Extreme heat is already shaping daily life for millions of workers across South Asia. In cities and small towns alike, rising temperatures are making it harder for people to work safely, sustain their incomes, and protect their health. Street vendors, migrants, transport workers, artisans, and small shop owners often spend long hours in the sun or in poorly ventilated workplaces. For many of them, conventional cooling options such as air-conditioning are neither affordable nor practical. Recognising this rapidly growing challenge, the All-India Disaster Mitigation Institute (AIDMI) has been facilitating practical cooling approaches that combine climate research, local knowledge, and environmental solutions with local authorities. And this is done in like with UNDRR guidelines and National Disaster Management Authority directions.

 

AIDMI’s work on extreme heat begins with listening to the experiences of those most affected. Through field studies, community consultations, and action research in cities and small towns, the institute examines how extreme heat affects livelihoods, productivity, and well-being. Workers frequently report shorter working hours, fatigue, dehydration, and reduced earnings during heatwaves. These insights help build a clearer understanding of how climate change is reshaping everyday economic activity in vulnerable communities.

 

Another key effort involves linking early warning systems with early action. Weather forecasts often reach the public, but workers do not always know how to respond to them. AIDMI therefore works to translate temperature warnings into practical guidance—such as adjusting work schedules, identifying nearby cooling spaces, and ensuring access to drinking water. The AIDMI is exploring voice-based communication tools so that alerts can reach workers quickly and in local languages, when they want.

 

One important area of AIDMI’s work focuses on greening and nature-based cooling solutions. Rather than relying solely on energy-intensive technologies, the AIDMI promotes small but meaningful measures that communities can adopt themselves.

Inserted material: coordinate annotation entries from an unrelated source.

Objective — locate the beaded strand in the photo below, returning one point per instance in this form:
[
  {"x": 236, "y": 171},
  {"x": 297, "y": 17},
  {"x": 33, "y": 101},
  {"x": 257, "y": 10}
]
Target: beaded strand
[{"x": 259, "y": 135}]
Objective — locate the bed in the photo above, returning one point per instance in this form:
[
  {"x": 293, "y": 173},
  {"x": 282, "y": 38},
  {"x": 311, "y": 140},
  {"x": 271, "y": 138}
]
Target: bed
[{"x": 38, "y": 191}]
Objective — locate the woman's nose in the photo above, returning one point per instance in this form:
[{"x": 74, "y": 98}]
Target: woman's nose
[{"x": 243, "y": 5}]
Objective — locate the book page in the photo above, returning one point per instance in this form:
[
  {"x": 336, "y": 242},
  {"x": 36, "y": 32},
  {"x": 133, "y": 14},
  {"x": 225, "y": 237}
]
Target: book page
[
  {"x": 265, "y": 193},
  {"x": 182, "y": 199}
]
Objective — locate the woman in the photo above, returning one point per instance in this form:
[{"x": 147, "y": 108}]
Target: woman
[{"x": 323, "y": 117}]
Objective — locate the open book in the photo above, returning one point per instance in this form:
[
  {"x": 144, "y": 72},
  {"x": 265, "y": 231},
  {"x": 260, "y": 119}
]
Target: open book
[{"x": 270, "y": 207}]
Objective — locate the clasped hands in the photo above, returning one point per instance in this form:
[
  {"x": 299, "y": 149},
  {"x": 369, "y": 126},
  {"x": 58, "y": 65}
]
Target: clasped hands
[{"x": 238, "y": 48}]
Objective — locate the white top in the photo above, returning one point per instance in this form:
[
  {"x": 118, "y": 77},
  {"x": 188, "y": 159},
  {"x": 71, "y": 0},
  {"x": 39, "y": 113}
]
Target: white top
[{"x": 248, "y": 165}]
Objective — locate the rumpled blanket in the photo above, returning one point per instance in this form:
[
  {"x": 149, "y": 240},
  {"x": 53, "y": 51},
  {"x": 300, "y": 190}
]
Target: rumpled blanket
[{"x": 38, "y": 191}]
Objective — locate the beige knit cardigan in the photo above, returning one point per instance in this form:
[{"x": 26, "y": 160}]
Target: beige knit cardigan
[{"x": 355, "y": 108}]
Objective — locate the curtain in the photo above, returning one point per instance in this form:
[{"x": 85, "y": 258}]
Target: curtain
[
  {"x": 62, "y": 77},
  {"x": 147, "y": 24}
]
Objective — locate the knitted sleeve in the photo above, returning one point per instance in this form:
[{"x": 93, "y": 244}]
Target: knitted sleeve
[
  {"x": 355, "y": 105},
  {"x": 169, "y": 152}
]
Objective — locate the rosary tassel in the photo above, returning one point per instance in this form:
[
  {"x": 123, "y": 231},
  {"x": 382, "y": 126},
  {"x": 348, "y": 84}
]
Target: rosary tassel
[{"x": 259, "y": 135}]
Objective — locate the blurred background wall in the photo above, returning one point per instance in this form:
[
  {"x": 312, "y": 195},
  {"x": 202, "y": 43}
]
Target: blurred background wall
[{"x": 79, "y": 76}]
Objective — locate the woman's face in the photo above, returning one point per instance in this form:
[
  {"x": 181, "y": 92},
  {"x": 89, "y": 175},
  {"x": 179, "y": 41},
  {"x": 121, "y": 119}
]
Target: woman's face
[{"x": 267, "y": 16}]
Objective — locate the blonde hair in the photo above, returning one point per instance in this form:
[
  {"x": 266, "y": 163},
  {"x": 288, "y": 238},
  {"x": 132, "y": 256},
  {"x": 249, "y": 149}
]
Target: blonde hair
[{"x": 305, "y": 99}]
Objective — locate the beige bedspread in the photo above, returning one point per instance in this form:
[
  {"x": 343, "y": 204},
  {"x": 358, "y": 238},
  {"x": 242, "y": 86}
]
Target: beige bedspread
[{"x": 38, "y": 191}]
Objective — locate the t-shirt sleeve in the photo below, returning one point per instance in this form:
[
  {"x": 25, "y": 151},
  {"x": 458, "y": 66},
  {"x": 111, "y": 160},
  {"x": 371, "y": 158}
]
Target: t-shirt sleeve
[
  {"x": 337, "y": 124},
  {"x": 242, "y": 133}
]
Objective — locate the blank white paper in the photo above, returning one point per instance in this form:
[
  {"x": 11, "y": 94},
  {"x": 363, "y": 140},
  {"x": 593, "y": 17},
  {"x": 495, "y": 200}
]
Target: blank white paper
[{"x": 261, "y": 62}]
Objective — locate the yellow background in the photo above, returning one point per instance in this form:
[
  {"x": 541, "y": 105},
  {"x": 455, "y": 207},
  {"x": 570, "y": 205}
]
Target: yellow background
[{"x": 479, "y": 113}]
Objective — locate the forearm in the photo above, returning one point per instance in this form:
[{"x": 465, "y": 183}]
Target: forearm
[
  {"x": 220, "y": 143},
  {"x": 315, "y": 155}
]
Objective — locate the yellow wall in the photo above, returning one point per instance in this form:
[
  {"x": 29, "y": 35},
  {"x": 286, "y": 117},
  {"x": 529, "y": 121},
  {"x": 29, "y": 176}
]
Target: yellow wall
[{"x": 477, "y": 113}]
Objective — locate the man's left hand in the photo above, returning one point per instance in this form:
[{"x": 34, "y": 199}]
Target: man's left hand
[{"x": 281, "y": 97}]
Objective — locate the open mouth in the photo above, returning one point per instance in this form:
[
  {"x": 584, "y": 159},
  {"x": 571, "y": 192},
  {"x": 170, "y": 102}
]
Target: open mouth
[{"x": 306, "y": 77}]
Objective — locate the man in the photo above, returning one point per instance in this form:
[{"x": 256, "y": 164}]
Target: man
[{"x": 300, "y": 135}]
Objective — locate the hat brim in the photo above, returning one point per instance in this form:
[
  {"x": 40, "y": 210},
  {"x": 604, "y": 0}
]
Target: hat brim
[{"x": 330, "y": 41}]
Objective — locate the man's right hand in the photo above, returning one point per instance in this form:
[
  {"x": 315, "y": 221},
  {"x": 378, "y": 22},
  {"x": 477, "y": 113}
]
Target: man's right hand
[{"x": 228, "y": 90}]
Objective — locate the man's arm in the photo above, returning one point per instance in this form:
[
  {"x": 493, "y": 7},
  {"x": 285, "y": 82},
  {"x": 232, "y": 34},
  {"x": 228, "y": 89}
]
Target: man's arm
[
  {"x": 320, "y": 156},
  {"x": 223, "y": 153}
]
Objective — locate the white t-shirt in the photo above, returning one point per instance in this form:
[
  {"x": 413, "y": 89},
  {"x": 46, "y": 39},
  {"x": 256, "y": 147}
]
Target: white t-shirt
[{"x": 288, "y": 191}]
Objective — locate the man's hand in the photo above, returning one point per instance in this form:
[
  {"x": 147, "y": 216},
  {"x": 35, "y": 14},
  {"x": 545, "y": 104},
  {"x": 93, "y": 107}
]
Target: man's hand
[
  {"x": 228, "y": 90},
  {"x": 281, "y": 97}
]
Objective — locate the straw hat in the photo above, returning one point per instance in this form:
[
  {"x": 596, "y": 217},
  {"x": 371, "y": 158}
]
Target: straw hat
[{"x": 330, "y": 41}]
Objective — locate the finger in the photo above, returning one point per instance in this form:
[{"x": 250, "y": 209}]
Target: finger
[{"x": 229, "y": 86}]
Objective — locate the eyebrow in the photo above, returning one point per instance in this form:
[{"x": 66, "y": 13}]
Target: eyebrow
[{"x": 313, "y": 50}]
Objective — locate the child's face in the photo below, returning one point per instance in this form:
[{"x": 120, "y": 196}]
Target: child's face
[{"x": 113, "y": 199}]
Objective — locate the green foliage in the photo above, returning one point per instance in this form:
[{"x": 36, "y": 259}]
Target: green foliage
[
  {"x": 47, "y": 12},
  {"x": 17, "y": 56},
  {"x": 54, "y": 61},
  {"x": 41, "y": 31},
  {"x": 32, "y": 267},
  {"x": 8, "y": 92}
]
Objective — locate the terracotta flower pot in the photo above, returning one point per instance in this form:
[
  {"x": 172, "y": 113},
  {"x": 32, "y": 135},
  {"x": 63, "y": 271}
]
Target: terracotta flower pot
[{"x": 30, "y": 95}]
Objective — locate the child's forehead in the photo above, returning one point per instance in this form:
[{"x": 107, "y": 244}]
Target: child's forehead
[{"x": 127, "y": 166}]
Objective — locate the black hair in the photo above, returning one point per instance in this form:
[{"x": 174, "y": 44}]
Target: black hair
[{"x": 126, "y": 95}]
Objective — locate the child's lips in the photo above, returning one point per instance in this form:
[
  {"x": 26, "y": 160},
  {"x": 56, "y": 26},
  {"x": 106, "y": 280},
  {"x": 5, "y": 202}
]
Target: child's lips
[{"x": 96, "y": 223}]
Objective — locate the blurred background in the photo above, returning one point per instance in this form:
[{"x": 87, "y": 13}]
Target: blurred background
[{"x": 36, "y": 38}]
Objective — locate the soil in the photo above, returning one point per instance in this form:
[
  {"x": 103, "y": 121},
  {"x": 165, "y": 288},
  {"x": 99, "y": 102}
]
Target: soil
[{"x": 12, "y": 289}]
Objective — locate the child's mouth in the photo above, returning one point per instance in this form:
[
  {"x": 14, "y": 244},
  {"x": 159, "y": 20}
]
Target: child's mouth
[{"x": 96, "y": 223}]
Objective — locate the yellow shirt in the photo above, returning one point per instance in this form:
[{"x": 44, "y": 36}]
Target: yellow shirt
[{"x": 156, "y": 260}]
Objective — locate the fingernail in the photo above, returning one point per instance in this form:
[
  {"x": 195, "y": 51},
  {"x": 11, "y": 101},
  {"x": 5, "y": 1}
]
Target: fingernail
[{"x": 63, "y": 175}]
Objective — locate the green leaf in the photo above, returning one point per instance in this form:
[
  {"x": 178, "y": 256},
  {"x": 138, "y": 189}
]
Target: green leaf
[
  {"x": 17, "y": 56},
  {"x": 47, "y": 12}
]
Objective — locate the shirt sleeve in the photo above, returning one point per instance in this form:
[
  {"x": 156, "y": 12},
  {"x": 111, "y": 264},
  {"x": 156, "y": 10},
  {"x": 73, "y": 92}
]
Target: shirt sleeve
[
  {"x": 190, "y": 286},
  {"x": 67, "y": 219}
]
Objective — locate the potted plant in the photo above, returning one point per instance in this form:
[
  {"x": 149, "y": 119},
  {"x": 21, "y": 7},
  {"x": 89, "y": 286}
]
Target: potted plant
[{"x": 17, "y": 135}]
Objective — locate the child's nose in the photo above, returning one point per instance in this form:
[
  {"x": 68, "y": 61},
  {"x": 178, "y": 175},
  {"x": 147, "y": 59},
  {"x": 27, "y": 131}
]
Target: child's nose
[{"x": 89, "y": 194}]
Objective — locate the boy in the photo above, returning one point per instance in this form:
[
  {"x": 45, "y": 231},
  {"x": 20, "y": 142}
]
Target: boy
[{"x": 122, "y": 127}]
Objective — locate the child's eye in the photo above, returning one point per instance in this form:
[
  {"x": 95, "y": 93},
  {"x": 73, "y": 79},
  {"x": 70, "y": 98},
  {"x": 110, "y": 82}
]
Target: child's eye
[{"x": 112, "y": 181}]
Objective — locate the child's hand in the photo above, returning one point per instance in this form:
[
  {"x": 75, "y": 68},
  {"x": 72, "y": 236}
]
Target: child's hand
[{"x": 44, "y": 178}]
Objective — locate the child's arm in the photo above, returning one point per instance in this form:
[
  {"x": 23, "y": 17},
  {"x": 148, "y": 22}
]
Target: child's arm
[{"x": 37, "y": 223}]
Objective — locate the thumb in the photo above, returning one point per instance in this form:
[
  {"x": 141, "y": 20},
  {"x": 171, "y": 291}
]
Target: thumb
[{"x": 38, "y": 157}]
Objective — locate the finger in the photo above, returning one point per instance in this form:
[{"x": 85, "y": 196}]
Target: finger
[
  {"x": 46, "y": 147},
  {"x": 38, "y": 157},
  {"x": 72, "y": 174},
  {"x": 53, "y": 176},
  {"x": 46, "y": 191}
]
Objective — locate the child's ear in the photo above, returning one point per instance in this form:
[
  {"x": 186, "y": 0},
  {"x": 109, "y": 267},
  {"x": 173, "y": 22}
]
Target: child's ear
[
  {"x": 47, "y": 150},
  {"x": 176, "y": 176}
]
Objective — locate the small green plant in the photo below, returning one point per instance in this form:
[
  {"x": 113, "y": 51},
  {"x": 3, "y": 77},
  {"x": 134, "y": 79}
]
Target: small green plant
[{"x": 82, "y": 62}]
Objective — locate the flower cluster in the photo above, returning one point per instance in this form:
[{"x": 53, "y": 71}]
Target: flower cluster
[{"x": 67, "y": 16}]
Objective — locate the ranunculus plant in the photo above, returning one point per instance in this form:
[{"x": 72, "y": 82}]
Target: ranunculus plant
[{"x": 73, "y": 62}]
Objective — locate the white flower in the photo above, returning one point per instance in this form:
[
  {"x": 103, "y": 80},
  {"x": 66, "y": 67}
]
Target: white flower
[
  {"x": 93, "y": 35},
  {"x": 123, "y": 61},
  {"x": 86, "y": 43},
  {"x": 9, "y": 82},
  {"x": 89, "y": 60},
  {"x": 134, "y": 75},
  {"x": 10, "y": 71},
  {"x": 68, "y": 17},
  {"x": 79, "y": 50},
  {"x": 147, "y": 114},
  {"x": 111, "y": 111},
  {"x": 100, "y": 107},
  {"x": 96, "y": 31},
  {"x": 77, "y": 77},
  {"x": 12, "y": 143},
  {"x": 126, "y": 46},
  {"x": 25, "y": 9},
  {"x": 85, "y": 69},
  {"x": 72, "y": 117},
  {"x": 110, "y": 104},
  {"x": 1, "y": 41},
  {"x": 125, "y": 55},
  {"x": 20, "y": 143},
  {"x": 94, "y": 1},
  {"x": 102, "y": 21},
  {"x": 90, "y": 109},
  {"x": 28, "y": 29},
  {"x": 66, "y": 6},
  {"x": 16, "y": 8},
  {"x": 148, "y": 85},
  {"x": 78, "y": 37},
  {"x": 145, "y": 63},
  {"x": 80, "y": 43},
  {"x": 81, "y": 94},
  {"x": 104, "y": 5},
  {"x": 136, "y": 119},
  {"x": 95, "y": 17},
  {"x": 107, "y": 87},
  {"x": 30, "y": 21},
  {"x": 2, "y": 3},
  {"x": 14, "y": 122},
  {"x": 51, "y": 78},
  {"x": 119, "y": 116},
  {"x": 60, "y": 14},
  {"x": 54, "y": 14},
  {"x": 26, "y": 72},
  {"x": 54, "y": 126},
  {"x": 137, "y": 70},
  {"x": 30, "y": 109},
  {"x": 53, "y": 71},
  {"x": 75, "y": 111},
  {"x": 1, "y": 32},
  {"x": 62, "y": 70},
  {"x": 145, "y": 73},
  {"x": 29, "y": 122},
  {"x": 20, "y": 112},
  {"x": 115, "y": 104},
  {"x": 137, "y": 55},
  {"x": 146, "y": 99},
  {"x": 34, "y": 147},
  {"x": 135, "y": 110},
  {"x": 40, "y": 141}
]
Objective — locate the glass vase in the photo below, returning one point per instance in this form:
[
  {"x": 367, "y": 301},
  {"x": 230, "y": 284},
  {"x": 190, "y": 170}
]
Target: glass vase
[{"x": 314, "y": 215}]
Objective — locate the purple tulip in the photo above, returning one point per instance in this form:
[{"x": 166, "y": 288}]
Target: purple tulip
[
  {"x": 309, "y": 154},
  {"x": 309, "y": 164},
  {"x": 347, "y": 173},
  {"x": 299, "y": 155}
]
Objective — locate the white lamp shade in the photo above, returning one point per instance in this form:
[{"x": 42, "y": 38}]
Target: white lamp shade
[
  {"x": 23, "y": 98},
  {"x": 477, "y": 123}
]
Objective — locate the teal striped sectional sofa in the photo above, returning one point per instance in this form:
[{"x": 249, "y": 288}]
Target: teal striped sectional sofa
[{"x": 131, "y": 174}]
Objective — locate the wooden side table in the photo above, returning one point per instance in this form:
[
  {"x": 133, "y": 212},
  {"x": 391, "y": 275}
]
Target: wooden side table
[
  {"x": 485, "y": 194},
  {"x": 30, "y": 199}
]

These include shaded workspaces, tree planting near markets and transport hubs, reflective roofs on small shops, and better ventilation in work areas. While simple, such measures can reduce heat exposure and make working conditions safer and more comfortable, rapidly and at low cost in states such Maharashtra and Madhya Pradesh.

 

Alongside these efforts, AIDMI is exploring innovative approaches to climate risk financing, including the potential for temperature-based insurance products that could help protect small businesses and workers from income losses during extreme heat events. Innovations comes from communities and their work. Women combine cooling solutions with care.

 

Together, these initiatives show that responding to extreme heat requires more than emergency measures. It requires thoughtful action research, practical local innovation, and bottom-up solutions that respect both people and the environment. By bringing these elements together, AIDMI is working with communities to find workable ways to live and prosper more safely in an increasingly hotter world.